Open Linguistic: Greek Wordnet

Nowadays, Web is one of the most important means of sharing knowledge. Information and data from scientific fields and not only, are accessible by every user. A scientific field represented by a large amount of data on the Web is Linguistics, which is the study of human language. However, these data is most useful when linked in order to achieve better results.
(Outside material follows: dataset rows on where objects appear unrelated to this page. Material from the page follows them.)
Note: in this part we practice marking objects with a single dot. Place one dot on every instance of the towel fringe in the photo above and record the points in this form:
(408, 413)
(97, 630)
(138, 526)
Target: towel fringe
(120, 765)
In that field, OKFN created the Open Linguistic working group του OKFN, in order to promote open linguistic linked data. OKFN Greece actively participates in the activities of this group, by publishing the first Greek linguistic dataset in the Web 3.0. In particular, OKFN Greece, in cooperation with the Webscience Master Program, School of Mathematics, Aristotle University of Thessaloniki, published the well-known Wordnet data for the Greek language under the principals of Linked Data

OKFN Greece in cooperation with the Master in Web Science of Mathematics Department of Aristotle University of Thessaloniki, contributed to the publication of data under the Principles of Linked Data of one main representative of Linguistic Data, Wordnet, for the Greek language.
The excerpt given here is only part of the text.